Char map is ~213KB (un-minified, un-gzipped).

IMO those are "good enough" results at this stage (given that the default will be not to transliterate), but it'd be good to get some input from speakers of a few more of these languages. You can also try it out with other languages here: https://dash.deno.com/playground/slugify

lionel-rowe commented 1 week ago

Upon testing more languages (list taken from npm:any-ascii's examples), we're still missing Braile (which I think is safe to omit as I think web content written in Braile must be vanishingly rare? Someone please correct if I'm wrong) and at least 3 South-East Asian languages (Burmese/Myanmar, Khmer, Lao). Also the Korean example looks a bit sus compared to the other versions. Also npm:any-ascii now seems to be best-in-class for JS transliteration, at least from the ones I've found.

kt3k commented 1 week ago

While I personally found these researches interesting, I think it's difficult to do these transliterations in an unopinionated way. Also it seems difficult to maintain them as the maintainers are not knowledgeable about many of these languages. I'd consider the handlings of non-latin alphabet languages are out of scope of this API.
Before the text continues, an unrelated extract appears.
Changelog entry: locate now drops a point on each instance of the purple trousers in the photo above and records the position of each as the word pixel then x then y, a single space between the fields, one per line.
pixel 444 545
lionel-rowe commented 1 week ago

I'd consider the handlings of non-latin alphabet languages are out of scope of this API.

@kt3k My main concern isn't that non-Latin script should have special handling, rather that it should be passed through rather than removed (and especially that it shouldn't be removed as a default option). It's worth mentioning that in its current state, slugify doesn't even handle fully-Latin-alphabet text properly — for example, various alphabetic chars like [ßĐæø] are removed (Blöße becomes bloe, Trần Hưng Đạo becomes tran-hung-ao, Nærøy becomes nry).
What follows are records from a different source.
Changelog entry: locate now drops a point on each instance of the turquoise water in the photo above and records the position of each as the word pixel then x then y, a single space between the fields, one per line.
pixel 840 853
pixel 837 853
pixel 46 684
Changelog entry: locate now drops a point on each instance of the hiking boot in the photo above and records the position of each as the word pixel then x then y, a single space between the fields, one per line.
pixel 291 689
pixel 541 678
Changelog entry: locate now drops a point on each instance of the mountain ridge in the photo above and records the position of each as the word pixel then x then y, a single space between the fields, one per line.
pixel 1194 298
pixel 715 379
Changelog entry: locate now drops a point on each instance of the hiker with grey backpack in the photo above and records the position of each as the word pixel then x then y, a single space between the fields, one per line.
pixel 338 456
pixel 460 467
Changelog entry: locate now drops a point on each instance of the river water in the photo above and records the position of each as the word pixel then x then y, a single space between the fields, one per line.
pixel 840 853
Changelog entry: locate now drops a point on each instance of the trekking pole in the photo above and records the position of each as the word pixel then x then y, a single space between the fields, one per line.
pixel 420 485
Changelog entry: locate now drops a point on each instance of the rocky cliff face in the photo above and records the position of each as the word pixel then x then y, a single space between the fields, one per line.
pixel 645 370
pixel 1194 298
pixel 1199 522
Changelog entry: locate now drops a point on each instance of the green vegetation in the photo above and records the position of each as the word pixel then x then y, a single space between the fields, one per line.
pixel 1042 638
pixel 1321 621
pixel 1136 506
I only started looking into transliteration, which IMO is a less-good option compared to pass-through (not to mention significantly less common in-the-wild), as an alternative.

With all that said... I'm inclined to think you're probably right. Further, @lowlighter 's suggestion of a strip regex is a useful option after all, but with suggested regexes being exported from the package itself (roll-your-own is probably less useful).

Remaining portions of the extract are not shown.